Article originally published in Online Currents May 2004 and reprinted with kind permission of the publishers Enterprise Information Management Pty Ltd. 


In October 2003, following a year-long inquiry, the Australian Senate released its report on the role of libraries in the online environment.  My review in the January/February issue of Online Currents considered contexts for management of libraries in Australia, particularly proposals for a national information policy.  This month, I take a look at the report’s other recommendations concerning national leadership, connectivity, content, legal deposit, skills, promotion and funding.

NATIONAL LEADERSHIP

The inquiry committee placed its hopes on future decisions by two bodies.  It urged the Cultural Ministers’ Council to reactivate a working group to advise on library and information matters, including the development of a national information policy.  And it suggested that the National Office of the Information Economy (NOIE) be required to consult with the National Library of Australia on all matters affecting the library community.

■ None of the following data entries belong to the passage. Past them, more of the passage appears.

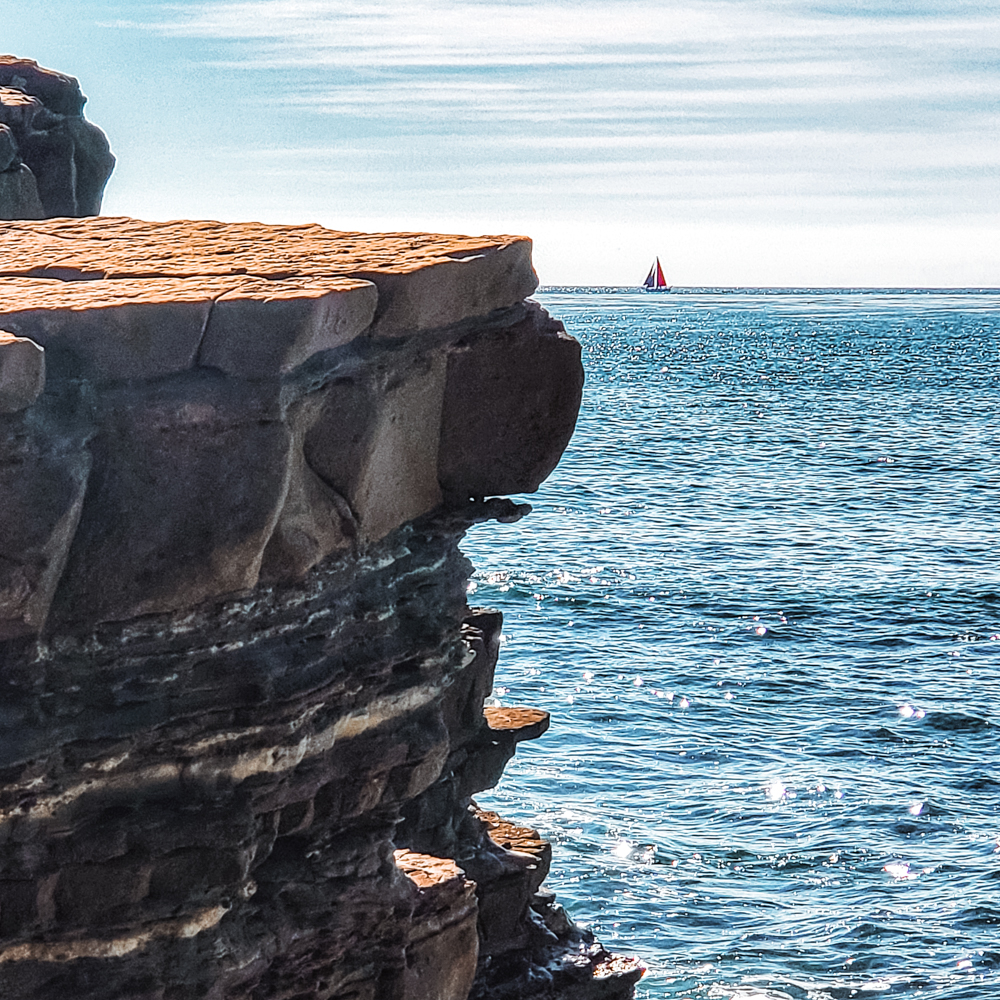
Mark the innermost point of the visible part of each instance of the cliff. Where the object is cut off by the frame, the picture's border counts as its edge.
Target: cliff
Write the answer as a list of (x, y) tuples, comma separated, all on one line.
[(243, 719)]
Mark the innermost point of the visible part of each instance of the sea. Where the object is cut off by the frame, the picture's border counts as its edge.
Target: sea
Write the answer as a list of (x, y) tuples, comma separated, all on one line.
[(760, 597)]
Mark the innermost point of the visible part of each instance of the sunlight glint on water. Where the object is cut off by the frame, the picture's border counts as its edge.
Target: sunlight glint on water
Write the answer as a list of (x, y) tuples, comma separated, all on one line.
[(761, 597)]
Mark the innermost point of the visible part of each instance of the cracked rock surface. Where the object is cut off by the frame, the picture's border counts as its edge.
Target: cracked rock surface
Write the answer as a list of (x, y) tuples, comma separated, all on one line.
[(242, 723)]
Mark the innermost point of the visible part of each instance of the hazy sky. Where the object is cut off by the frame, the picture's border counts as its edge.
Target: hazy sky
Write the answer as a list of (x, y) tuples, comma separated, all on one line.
[(744, 141)]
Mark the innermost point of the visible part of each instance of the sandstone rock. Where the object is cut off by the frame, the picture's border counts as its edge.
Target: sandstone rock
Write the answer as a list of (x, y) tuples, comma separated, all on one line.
[(8, 148), (264, 328), (44, 468), (510, 405), (19, 195), (22, 372), (424, 281), (442, 947), (188, 481), (243, 692), (66, 156), (376, 445)]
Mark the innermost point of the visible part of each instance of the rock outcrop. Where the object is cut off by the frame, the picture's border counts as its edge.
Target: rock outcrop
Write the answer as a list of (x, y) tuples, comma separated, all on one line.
[(243, 723), (52, 160)]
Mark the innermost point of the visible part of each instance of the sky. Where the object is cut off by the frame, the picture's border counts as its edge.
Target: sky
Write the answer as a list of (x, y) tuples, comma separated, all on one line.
[(745, 142)]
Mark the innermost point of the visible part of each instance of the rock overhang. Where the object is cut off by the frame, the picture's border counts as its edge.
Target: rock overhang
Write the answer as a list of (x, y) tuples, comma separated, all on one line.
[(221, 405)]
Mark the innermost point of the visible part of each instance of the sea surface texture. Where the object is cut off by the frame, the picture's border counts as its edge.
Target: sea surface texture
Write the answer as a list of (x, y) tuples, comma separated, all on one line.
[(761, 597)]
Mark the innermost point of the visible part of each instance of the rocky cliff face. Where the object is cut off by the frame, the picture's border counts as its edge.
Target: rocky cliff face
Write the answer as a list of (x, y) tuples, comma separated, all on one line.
[(52, 160), (243, 720)]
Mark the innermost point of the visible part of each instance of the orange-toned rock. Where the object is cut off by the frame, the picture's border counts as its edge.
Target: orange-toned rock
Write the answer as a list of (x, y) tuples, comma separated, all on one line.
[(442, 946), (424, 281), (266, 396)]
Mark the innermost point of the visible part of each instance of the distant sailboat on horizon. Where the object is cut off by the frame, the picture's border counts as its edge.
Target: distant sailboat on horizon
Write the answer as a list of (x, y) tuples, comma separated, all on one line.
[(655, 282)]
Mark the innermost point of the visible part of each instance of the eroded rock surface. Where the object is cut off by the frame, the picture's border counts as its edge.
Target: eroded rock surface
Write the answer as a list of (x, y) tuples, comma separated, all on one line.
[(243, 723), (52, 160)]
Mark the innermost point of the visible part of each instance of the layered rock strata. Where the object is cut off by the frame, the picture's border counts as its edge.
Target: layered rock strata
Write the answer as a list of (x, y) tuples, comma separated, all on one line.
[(243, 718), (52, 160)]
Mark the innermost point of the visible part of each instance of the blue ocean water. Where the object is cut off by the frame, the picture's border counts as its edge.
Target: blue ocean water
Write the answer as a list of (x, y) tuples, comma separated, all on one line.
[(761, 598)]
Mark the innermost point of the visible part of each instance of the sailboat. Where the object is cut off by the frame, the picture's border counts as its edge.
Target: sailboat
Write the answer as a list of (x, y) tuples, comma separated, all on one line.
[(655, 282)]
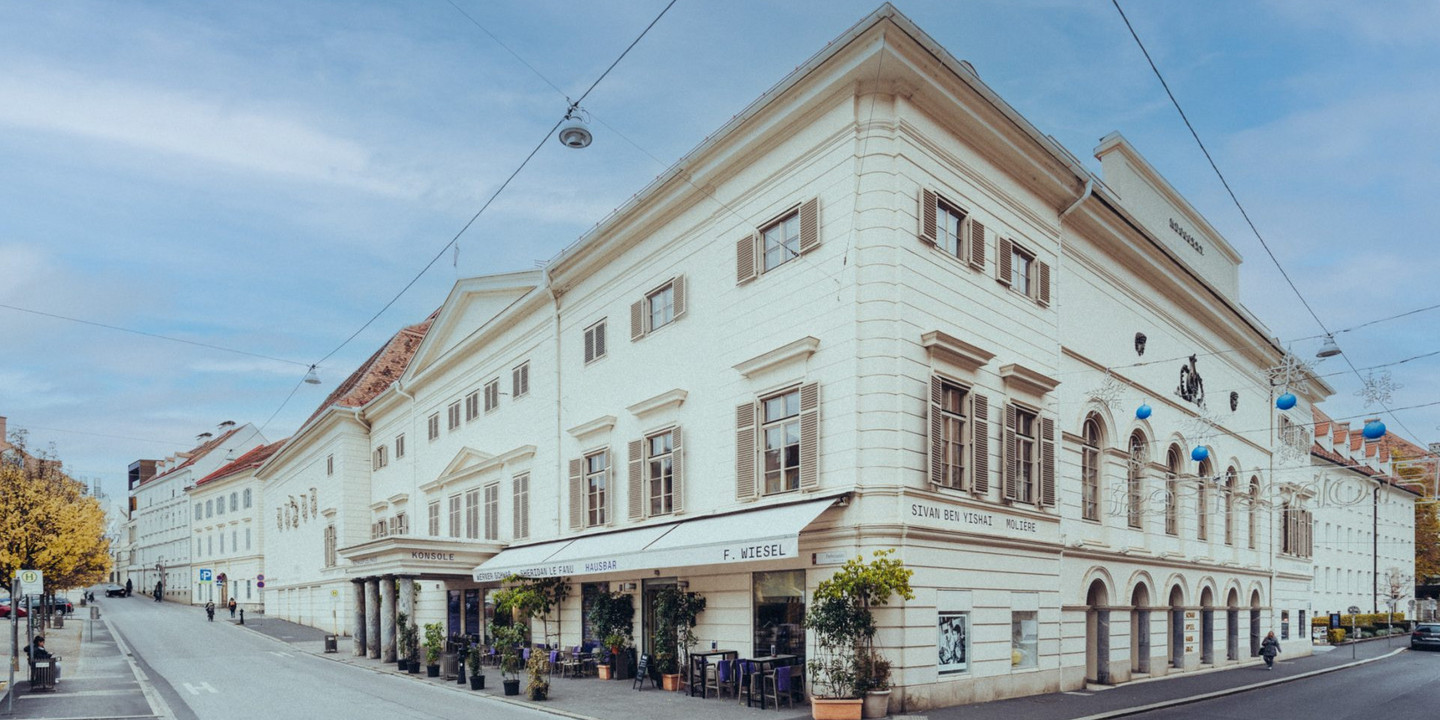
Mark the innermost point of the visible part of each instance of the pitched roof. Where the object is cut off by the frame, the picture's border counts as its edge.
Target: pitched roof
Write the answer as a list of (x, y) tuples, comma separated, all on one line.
[(251, 460), (376, 373)]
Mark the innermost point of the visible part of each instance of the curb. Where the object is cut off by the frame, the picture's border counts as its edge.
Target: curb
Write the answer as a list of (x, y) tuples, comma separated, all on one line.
[(1164, 704)]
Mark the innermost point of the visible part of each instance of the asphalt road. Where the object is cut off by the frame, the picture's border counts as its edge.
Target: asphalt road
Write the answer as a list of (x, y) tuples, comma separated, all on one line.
[(222, 671), (1404, 687)]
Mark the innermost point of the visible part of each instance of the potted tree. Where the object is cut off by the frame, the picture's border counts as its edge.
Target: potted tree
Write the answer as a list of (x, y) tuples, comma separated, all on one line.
[(477, 677), (612, 619), (434, 644), (847, 668)]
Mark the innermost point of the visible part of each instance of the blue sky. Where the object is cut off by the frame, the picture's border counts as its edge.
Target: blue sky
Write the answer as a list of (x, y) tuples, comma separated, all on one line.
[(265, 176)]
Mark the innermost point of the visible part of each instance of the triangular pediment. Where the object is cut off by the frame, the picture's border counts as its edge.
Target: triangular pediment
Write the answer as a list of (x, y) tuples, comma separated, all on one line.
[(473, 304)]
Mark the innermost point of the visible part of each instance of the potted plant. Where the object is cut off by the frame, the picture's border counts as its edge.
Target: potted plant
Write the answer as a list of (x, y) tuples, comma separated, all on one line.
[(847, 667), (434, 644), (477, 677), (676, 615), (612, 618)]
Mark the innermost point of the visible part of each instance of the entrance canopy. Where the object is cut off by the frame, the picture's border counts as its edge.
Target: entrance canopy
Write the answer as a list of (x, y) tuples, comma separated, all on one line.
[(769, 533)]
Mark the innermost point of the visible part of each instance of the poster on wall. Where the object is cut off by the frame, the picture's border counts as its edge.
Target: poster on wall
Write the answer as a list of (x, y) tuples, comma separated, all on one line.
[(951, 638)]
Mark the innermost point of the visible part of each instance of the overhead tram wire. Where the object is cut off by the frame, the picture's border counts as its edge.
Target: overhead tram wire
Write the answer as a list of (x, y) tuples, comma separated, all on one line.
[(1243, 213)]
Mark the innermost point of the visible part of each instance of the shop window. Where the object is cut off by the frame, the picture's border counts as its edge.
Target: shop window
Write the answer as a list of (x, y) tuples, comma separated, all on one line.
[(779, 612), (1024, 640)]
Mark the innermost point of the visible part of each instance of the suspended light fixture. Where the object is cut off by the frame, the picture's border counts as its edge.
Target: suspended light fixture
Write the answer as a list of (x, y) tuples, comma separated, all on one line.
[(575, 131)]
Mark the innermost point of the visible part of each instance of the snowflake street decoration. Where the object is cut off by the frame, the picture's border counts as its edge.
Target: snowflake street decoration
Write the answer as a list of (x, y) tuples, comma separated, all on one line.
[(1290, 372), (1378, 388), (1109, 392)]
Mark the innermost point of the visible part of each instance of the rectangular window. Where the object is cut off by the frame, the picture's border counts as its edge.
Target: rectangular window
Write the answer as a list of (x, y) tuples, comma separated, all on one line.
[(660, 473), (952, 635), (782, 442), (522, 507), (1024, 455), (595, 342), (596, 471), (782, 241), (491, 395), (455, 517), (1024, 640), (473, 513), (493, 511), (952, 435), (661, 307), (520, 380)]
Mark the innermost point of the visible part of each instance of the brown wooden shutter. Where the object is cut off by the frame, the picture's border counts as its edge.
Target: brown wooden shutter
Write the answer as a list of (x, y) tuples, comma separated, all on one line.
[(745, 270), (977, 245), (810, 225), (810, 435), (677, 471), (1047, 462), (678, 293), (979, 441), (1002, 259), (576, 494), (936, 431), (637, 320), (745, 451), (1011, 483), (637, 480), (928, 216)]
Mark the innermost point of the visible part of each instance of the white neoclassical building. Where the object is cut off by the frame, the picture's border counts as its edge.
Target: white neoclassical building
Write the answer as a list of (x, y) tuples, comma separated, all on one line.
[(876, 310)]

It is easier to call for leadership than to create it, particularly when industries are in a state of flux.  Sometimes yearning for leadership is a reflection of the insecurities of those who seek it.  Further consideration of national leadership issues is desirable after the release of the National Collections Advisory Forum’s feasibility study.  There may be unpredictable consequences.

CONNECTIVITY 

The committee dealt with technology in terms of connectivity, rating it ‘as the most significant practical issue’, but noted that ‘technological black spots’ need to be addressed.  In view of the pressing need for improved broadband access in public libraries, it urged the federal government to negotiate with telecommunications carriers to establish a discount rate for broadband access to public libraries or consider imposing a requirement on carriers under the Universal Service Obligation Agreement.  It also urged that further funds be allocated for expanding broadband access in libraries.

Although connectivity covers wider territory than ICT rollout, the transformational dynamics of technology are widely accepted.  OCLC’s 2003 Environmental Scan predicts that we are moving into a period of technology change that may be as significant as the shift from mainframe architectures to client/server architectures.  There will be a “profoundly new technology architecture landscape within the next five years.”  It identifies the elements of an increasingly interconnected environment from developments in the Semantic Web, grid computing and wireless technology, which will offer new forms of collaboration and partnership.  In libraries, OCLC says, there will probably be a more plural systems environment with less reliance on integrated library management systems.  It is desirable for librarians to be more involved in shaping these developments.

CONTENT

The Committee described local achievements in the management of content through initiatives like Kinetica, AskNow, PANDORA, PictureAustralia, Australian Subject Gateways Forum, state library networks and projects for special groups.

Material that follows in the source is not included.